First up was Helge Kragh from the Niels Bohr Institute in Copenhagen, who gave a fascinating talk about what we define as big science and how that term has changed over the past century. Kragh’s focus was on the Manhattan atomic-bomb project and what followed regarding the development of large particle accelerators.
Continuing the particle-physics theme was Isabelle Wingerter-Seez from the Laboratoire d’Annecy-le-Vieux de Physique des Particules, which belongs to the French National Centre for Scientific Research, who spoke about the beginnings of CERN and the discovery of the Higgs boson in 2012 at the lab’s Large Hadron Collider.
Big science doesn’t get much bigger that the ITER experimental fusion reactor, which is currently being built in Cadarache, France, and ITER director general Bernard Bigot was on hand to give a status update about how the facility is on track for first plasma in December 2025 (though actual deuterium-tritium plasma won’t be performed until 2035). Bigot noted that this year and the next will be critical for ITER as it begins assembling all the components that have been manufactured by its eight member states, all of which has to be carried out “to millimetre precision”.

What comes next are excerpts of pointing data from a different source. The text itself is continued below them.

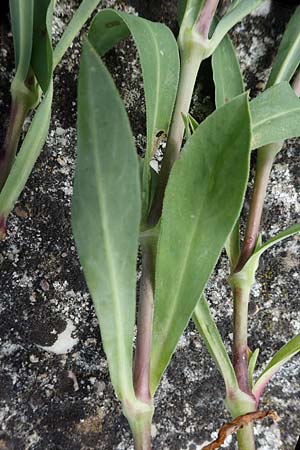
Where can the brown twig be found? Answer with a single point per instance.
(238, 423)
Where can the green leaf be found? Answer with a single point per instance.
(279, 359)
(181, 9)
(82, 14)
(21, 14)
(106, 213)
(193, 123)
(260, 249)
(188, 12)
(210, 334)
(228, 84)
(27, 156)
(42, 55)
(187, 132)
(251, 365)
(275, 115)
(288, 57)
(159, 59)
(226, 72)
(203, 199)
(233, 16)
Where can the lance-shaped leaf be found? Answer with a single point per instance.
(27, 156)
(288, 56)
(42, 56)
(106, 213)
(210, 334)
(251, 365)
(188, 12)
(203, 198)
(279, 359)
(275, 115)
(21, 14)
(159, 59)
(226, 72)
(233, 16)
(79, 18)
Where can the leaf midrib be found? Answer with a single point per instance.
(106, 241)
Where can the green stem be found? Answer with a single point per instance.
(140, 422)
(190, 63)
(213, 341)
(245, 438)
(144, 326)
(8, 152)
(265, 159)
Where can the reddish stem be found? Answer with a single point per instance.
(144, 327)
(8, 152)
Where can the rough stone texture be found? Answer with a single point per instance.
(65, 401)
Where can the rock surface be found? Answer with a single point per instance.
(53, 400)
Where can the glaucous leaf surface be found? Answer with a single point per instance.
(211, 336)
(260, 249)
(203, 198)
(228, 84)
(21, 14)
(275, 115)
(79, 18)
(288, 56)
(106, 212)
(233, 16)
(42, 55)
(226, 72)
(279, 359)
(27, 156)
(159, 59)
(251, 365)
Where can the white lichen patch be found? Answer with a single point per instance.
(64, 341)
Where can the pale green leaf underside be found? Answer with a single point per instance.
(210, 334)
(202, 202)
(159, 59)
(106, 213)
(228, 84)
(42, 55)
(279, 359)
(251, 366)
(275, 240)
(27, 156)
(288, 56)
(275, 115)
(79, 18)
(21, 14)
(37, 133)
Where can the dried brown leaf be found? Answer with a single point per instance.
(239, 422)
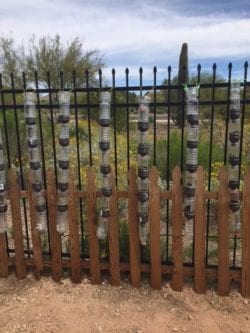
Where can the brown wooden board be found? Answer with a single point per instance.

In the afternoon session, Carole Jackson, director the Netherlands Institute for Radio Astronomy (ASTRON), discussed big projects in astronomy, particularly the Square Kilometer Array and the European LOFAR network.
I gave the final presentation of the day, in which I spoke about the coming decade of new facilities and the possible science that may result. I presented my “top 10 facilities to watch”, which were, in no particular order: the James Webb Space Telescope; ITER; The European Extremely Large Telescope; the European Spallation Source (ESS); the Extreme Light Infrastructure; Hyper Kamiokande; the Square Kilometre Array; the Long Baseline Neutrino Facility; the Electron-Ion Collider; and a future electron-positron collider.
I also offered a few predictions for the decade ahead (“brave”, one person said to me afterwards), including that the International Linear Collider will definitely get the go ahead, that CP violation in neutrinos will be measured at the Hyper-Kamiokande facility in Japan and at the Long Baseline Neutrino Facility in the US, and that astronauts will return to the Moon. I was the odd one out in being a journalist, not an active academic or researcher, but I hope that gave the audience a somewhat independent perspective.
Leading by example: going green in the lab
One common theme in questions from the audience (of which there were many) was how big-science facilities could become, well, more green. There are some facilities that are working towards this, notably the SESAME synchrotron in Jordan and the ESS, both of which use or will use renewable energy to power the accelerator complex.
But given that big science is getting bigger and ever-more important, energy sustainability needs to become a much greater consideration for those planning, designing and building these future facilities.